Offrir de l’herbe en abondance ne garantit pas une ingestion maximale. Lorsque l’herbe est proposée à volonté, l’ingestion réelle se limite souvent à 80 à 90 % du potentiel de l’animal, car le taux d’utilisation de la prairie chute alors à environ 30 %. Dit autrement : sans règles simples, on augmente le gaspillage (refus) et on réduit l’optimisation.

L’importance du chargement.

Pour une gestion efficace du pâturage tournant, il est conseillé d’offrir entre 15 et 25 kg de matière sèche (MS) par jour afin d’espérer une ingestion réelle de 10 à 12 kg de MS. Ce pilotage repose sur un compromis entre la durée de pâturage, le temps de présence dans le paddock (souvent court en système dynamique), et la durée / temps de repos nécessaire à la repousse.

La qualité avant la quantité.

Une herbe jeune, au stade feuillu, présente une digestibilité de la matière organique (dMO) comprise entre 0,81 et 0,84, permettant une ingestion volontaire proche de 19 kg de MS/jour. À l’inverse, une herbe au stade floraison voit sa valeur énergétique chuter, entraînant une baisse marquée de l’ingestion volontaire. La hauteur d’herbe, la proportion de feuilles et la vitesse de croissance guident la décision de sortie.

Levier économique
Une mauvaise valorisation de l’herbe (perte de 4 points d’ITN) représente plus de 500 g de protéines non valorisées, soit l’équivalent de 1,2 kg de correcteur azoté acheté inutilement. C’est un point clé pour la réduction des coûts en système pâturant.

Le risque invisible : l’acidose de pâturage

L’acidose est souvent associée aux rations riches en céréales. Pourtant, un pâturage tournant dynamique peut lui aussi générer un risque acidogène réel, notamment au printemps (herbe riche en sucres) ou après une phase de stress (froid d’hiver, puis reprise).

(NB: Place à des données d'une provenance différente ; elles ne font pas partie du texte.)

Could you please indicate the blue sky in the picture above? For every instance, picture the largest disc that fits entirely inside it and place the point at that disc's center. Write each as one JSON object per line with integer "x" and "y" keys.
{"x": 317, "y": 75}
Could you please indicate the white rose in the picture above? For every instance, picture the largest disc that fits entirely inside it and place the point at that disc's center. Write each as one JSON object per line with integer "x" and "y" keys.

Le choc du changement de parcelle.

Lors de l’entrée sur une nouvelle parcelle d’herbe très appétente et riche en sucres solubles, on observe fréquemment jusqu’à 12 heures de pH ruminal inférieur à 6,0. Cette dynamique est accentuée si le troupeau sort d’un bâtiment avec une ration plus stable (ensilage/foin) et passe brutalement sur une herbe très riche.

Conséquences sur les taux.

Cet état d’acidose subclinique peut provoquer une baisse du taux butyreux (TB) allant jusqu’à 3 points, impactant directement la valorisation du lait. En élevage laitier, c’est une difficulté fréquente lors de la mise à l’herbe, en particulier sur des lots sensibles (vaches en début de lactation, autour du vêlage).

La solution tampon

L’utilisation de sources de magnésium à forte capacité neutralisante, comme dans le Regul pH, permet de stabiliser le pH ruminal en moins de 2 heures et de sécuriser la transition entre parcelles (paddocks) sur la suite du cycle de pâturage.

Gestion intégrée du parasitisme : le concept de prémunition

Le retour au pré expose les animaux aux larves infestantes de strongles, douves et paramphistomes. L’objectif d’une gestion durable n’est pas l’éradication totale, mais le maintien d’un équilibre parasitaire, surtout pour les jeunes catégories (veaux, génisses) et dans les systèmes avec rotation rapide.

La prémunition

Il s’agit de l’immunité acquise par l’animal lors d’un contact prolongé avec les parasites. Cette immunité se met en place dès le jeune âge et doit être entretenue par une exposition régulière et maîtrisée, en jouant sur le temps de repos des paddocks, la durée de pâturage et la gestion des zones à risque (humides, ombragées, points d’eau).

Le danger du “blanchiment”

L’utilisation systématique de traitements chimiques supprime totalement les parasites, rompant le contact immunitaire et fragilisant l’animal à long terme. À l’inverse, la phyto-nutrition, via des solutions comme VER’ACTIF, modifie l’écosystème digestif afin de maintenir une pression parasitaire basse sans casser la prémunition. Cette approche s’intègre bien dans une logique d’agriculture biologique (si cohérente avec le cahier des charges de l’éleveur).

Surveillance et diagnostic
Une analyse coprologique régulière (environ 15 €) permet d’identifier les parasites présents et d’intervenir uniquement lorsque les seuils d’alerte sont dépassés (ex. : > 300 opg pour les strongles digestifs). C’est un service simple à mettre en place pour mieux gérer la ressource herbe.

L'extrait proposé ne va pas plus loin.